1 – « Les galets, au fond de la rivière » – Religion de 90% des 90 millions d’iraniens et de 70% des 48 millions d’irakiens, le chi’isme duodécimain baigne d’origine dans l’ésotérisme et le mysticisme. Fondateur de l’Iran islamique, l’imam Khomeini fut un grand maître d' »Irfan », le soufisme chi’ite. Or dans une telle théocratie – surtout dans la répression ou la guerre – pouvoir apparent et souverain réel peuvent diverger. Un millénaire durant, dans les califats sunnites, les chi’ites subirent de terribles persécutions et inventèrent pour survivre des formes extrêmes de dissimulation-négation ; « takiya » étant la plus notoire. Déjà sous Ronald Reagan, dans l’affaire de l' »Irangate », des émissaires de Washington furent parfaitement bernés par leurs interlocuteurs iraniens, en la parole desquels ils avaient naïvement cru.

Dans l’Iran de 2026, il est ainsi douteux, pour le dire gentiment, que l’élimination de figures du pouvoir VISIBLE décapite un régime fondé sur de séculaires réflexes et tout entier issu – seul au monde avec celui de la Chine communiste – d’une longue lutte clandestine armée. Récemment encore, une discrète éminence des Gardiens de la révolution souriait des efforts américains – vains selon lui – pour les décapiter ; usant pour cela d’une image « Nous sommes, disait-il, les galets du fond de la rivière ; audessus de nous, l’eau, tourbillonne, mais nous sommes toujours là, au fond – et nous pesons lourd ».

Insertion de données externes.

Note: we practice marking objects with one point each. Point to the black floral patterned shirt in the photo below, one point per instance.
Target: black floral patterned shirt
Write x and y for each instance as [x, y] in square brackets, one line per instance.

La machine de guerre israélo-américaine peut-elle anéantir ces « galets » si bien immergés ? Lucidement, ce n’est pas sûr. Car cette machine a un second souci – peut-être pire encore.

2 – Maktab : la pyramide et le système solaire – Chef des forces spéciales américaines durant l’aventure irakienne (« Joint special operations command in Iraq ») le général Stanley McChrystal pilote l’élimination d’Abou Musab al-Zarqawi, le 7 juin 2006. Voulant alors comprendre comment opère « al-Qaïda en Irak », il flaire de l’inhabituel dans sa structuration – inhabituel bien sûr, par rapport à ce qu’il juge être la norme d’un groupe terroriste – exemple, l’IRA. Pour lui, le groupe-Zarqawi est « moins un réseau combattant hiérarchique, qu’une constellation de guerriers, fonctionnant par observance de leurs relations et réputations. Au centre, Zarqawi. Quand il devient chef d’al-Qaïda en Irak, il continue à commander comme ça ».

Fine observation empirique. Sans le savoir, Mc Chrystal révèle le dispositif maktabi, de Maktab, école ancestrale où s’apprend le Coran et des rudiments de lecture-écriture. Plus largement, maktab est aujourd’hui un mode associatif à but d’étude ; ou d’exercice d’une autorité ou d’un pouvoir. Chez les chi’ites, maktab est le « système d’opération » des centres spirituels de Nadjaf et Kerbela, en Irak ; Qom et Meched en Iran, etc. Maktab structure le Hezbollah du Liban, l’état-major des Pasdaran d’Iran, etc. Informel, personnalisé, issu des mosquées et Husseiniyeh (locaux communautaires chi’ites), maktab confère une forte capacité de résistance aux pressions extérieures et interférences hostiles. Les décisions y émanent d’invisibles hiérarchies internes, sans influence extérieure ni publicité.